Mengajar anak-anak TPA termasuk gampang-gampang susah, kita tidak hanya harus menghadapi anak-anak dengan latar belakang keluarga yang berbeda. Tapi juga anak-anak dengan umur yang berbeda-beda. Semuanya dalam satu kelas dan pada waktu yang bersamaan. Kecuali mungkin jika TPA tertentu mempunyai sistemk pengelompokan umur. Tapi sepertinya hal seperti itu tidak terlalu dipakai jika pengajar dan waktu pengajarannya terbatas.

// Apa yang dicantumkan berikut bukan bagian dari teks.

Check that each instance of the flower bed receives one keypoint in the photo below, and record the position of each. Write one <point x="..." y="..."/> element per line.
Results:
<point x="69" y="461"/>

Menghadapi masalah seperti ini sebenarnya tidak terlalu sulit. Semuanya tergantung pada pengajar, jika pengajarnya mampu untuk menguasai keadaan kelas, tidak hanya terfokus pada satu keadaan tertentu sehingga perilaku murid-murid terabaikan, maka proses pembelajaran akan berjalan dengan baik. Jikapun ada anak atau mungkin semua anak-anaknya terlalu ribut dan sulit diatur, seperti yang terjadi pada salah satu TPA yang pernah saya tempati mengajar –masya Allah, murid-muridnya bener-bener bikin geleng-geleng kepala. Ini bisa dikerenakan mereka terbiasa bertindak seenaknya, tidak ada seseorang yang disegani atau ditakuti –misalnya mbah atau pak de. Maka pengajar yang bersangkutan perlu untuk bersikap “sedikit” tegas. Beberapa pengajar yang merupakan mahaiswi yang termasuk lembut dan jarang marah tentu saja merasa sulit dengan keadaan seperti ini. Alasannya adalah marah-marah bukanlah bagian dari diri mereka. Yang harus dipahami adalah bahwa pengajar tidak diharuskan untuk menjadi pemarah. Pengajar hanya diharapkan untuk tidak bersikap terlalu lembut sehingga para muridnya menjadi tidak respek dengannya. Pengajar harus membuat murid-murid merasakan kehadirannya dan membuat mereka memperhatikan apa yang akan diajarkan.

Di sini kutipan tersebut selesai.